Another audience member asks about grabbing the reader’s attention and Brookmyre laughs that for a long time he fell foul of the publisher’s long held prejudice toward books that are shite. He then wrote Quite Ugly One Morning to make himself happy and to make his friends laugh. It began with the attention grabbing line ‘Jesus, fuck!’ because he thought it was funny, though some readers disagreed. He received letters from people who had put it down after that first line or who had hurried to remove it from their kindle. He wonders if they thought it would corrupt their device and that they’d turn it on to find Fuckleberry Fin or The Cunt of Monte Cristo.

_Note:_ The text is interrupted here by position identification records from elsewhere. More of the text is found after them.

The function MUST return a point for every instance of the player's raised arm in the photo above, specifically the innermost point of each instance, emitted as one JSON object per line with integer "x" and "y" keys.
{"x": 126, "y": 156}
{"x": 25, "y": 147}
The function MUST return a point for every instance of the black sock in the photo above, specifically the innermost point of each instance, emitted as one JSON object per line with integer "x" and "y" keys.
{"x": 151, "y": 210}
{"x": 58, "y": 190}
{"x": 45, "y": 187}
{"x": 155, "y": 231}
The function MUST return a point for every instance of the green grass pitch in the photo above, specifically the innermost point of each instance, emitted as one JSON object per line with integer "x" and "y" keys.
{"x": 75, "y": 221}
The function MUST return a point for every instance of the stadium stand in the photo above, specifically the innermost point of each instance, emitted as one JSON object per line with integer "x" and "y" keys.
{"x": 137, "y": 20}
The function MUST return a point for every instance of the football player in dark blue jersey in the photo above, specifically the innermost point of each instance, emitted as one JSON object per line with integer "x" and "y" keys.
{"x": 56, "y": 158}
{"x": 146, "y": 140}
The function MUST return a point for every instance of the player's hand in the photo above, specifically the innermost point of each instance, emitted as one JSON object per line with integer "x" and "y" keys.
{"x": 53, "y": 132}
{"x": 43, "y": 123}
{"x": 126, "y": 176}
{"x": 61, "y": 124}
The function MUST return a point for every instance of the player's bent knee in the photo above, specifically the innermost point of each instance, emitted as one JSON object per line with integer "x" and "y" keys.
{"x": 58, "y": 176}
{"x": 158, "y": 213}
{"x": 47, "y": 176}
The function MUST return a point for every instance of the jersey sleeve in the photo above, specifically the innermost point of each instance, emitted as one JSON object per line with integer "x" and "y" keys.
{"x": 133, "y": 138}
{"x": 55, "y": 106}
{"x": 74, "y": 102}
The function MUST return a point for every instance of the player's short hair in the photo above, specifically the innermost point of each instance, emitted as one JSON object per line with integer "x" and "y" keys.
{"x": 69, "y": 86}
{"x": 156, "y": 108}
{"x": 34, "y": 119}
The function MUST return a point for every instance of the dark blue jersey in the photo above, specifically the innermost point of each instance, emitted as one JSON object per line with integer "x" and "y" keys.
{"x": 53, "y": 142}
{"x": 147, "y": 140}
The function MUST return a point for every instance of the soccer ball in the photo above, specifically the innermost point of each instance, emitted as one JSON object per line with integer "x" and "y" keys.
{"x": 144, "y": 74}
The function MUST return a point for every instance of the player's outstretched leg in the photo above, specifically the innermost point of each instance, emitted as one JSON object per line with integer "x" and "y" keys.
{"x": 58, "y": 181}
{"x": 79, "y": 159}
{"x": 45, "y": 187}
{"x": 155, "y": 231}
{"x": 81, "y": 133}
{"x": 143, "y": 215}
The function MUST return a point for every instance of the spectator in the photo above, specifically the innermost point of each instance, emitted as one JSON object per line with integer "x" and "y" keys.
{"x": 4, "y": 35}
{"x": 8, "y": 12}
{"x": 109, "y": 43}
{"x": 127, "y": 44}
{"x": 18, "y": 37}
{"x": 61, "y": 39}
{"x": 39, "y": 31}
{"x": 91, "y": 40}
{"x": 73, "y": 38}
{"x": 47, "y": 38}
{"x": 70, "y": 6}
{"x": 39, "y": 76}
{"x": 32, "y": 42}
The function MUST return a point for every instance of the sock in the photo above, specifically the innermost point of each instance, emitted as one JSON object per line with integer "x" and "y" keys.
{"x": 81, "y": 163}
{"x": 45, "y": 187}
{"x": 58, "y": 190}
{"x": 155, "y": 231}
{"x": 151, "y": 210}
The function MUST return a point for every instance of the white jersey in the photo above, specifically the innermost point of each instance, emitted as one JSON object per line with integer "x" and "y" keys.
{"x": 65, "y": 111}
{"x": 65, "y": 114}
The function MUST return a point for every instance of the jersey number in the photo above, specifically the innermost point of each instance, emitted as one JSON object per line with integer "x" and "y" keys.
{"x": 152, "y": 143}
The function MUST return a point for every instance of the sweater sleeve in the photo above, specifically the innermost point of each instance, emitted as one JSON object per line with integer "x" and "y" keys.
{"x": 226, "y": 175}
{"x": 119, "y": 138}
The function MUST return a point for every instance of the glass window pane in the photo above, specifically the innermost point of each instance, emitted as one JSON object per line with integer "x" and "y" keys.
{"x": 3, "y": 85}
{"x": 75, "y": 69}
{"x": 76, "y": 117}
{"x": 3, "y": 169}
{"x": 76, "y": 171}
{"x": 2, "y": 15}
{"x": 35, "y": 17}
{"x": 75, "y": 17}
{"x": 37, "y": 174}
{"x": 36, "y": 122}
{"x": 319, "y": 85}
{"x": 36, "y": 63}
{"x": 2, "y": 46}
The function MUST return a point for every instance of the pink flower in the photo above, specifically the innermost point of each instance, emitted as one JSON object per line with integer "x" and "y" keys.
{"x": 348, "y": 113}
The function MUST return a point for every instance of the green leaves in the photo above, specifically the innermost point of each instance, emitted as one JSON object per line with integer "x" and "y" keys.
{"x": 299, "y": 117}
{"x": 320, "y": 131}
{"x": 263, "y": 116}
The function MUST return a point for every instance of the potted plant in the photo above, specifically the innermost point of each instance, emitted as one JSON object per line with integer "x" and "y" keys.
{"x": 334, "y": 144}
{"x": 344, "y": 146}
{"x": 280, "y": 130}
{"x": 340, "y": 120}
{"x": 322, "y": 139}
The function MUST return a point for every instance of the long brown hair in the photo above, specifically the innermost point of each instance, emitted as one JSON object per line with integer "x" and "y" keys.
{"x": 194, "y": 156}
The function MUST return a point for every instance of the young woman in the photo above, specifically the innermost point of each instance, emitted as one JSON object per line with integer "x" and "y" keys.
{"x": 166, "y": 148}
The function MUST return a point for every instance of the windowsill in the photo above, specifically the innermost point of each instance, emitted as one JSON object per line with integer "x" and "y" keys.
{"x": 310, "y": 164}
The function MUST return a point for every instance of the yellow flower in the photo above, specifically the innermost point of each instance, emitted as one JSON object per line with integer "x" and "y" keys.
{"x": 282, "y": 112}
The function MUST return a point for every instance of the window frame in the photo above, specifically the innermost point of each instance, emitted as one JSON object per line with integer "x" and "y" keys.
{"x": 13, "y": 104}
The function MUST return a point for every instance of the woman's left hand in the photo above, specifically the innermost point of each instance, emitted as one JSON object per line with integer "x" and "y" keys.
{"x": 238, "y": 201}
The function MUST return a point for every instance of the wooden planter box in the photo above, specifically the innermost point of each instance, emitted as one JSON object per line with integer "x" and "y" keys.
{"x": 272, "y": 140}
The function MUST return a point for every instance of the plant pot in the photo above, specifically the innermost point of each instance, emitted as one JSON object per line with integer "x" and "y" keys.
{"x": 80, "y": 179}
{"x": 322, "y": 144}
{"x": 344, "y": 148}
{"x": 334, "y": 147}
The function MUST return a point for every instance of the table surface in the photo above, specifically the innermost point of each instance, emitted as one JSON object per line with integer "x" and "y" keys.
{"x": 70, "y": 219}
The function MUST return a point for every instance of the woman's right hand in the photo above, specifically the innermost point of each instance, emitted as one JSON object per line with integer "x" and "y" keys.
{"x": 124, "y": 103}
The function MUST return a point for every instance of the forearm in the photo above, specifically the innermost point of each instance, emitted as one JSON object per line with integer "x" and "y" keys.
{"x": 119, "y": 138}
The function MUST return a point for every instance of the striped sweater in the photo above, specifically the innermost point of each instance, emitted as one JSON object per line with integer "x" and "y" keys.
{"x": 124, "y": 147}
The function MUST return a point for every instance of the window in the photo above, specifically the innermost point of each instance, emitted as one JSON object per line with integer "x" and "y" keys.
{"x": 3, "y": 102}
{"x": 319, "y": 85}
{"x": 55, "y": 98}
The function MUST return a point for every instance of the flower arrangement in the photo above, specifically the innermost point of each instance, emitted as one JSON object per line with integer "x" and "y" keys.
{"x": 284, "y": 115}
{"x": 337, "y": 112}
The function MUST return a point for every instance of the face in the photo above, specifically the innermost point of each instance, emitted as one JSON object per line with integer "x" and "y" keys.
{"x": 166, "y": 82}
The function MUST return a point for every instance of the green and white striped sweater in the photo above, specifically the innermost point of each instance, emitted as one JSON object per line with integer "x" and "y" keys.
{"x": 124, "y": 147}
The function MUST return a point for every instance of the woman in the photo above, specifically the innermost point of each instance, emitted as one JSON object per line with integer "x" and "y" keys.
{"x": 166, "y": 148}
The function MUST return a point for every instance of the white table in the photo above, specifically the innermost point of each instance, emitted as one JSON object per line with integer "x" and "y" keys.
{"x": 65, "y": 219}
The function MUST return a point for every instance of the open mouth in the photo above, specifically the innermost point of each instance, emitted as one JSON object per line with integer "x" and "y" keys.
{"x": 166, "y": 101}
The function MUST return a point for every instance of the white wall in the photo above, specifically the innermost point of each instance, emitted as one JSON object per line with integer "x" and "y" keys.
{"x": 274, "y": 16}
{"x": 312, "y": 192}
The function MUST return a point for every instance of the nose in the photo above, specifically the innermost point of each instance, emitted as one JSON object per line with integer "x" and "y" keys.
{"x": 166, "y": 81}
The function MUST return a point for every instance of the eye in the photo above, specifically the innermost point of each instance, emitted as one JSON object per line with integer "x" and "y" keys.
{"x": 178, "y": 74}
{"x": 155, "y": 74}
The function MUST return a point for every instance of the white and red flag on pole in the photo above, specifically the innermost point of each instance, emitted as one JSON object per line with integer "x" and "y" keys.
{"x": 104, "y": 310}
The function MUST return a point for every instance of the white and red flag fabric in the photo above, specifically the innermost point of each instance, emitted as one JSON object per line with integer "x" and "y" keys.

This leads to him standing to read out a letter from a woman who wrote to him to express her displeasure at seeing that he had succumbed to the growing trend to throw the C-word in when he wrote Bedlam. He then asks for two volunteers to pick 3 books of his to compete for a prize of the American edition of one of them. He gives their picks a score of how many times the C-word is used. One earlier book contains 65. Bedlam, on the other hand, contains just one single cunt. The running total over all of his books was over 200. He had sent the woman a list of the books in chronological order with a ‘C-word count’ and received a slightly sheepish reply.
After a brilliant and hilarious hour Brookmyre ends by reading the opening of A Tale Etched in Blood and Hard Black Pencil, featuring two men arguing about what to do with the bodies of the two people one of them had killed. The killer tries to explain that his friend had simply arrived when things had got a little desperate. His friend replies that it “Looks like I missed desperate and came in well past diabolical!”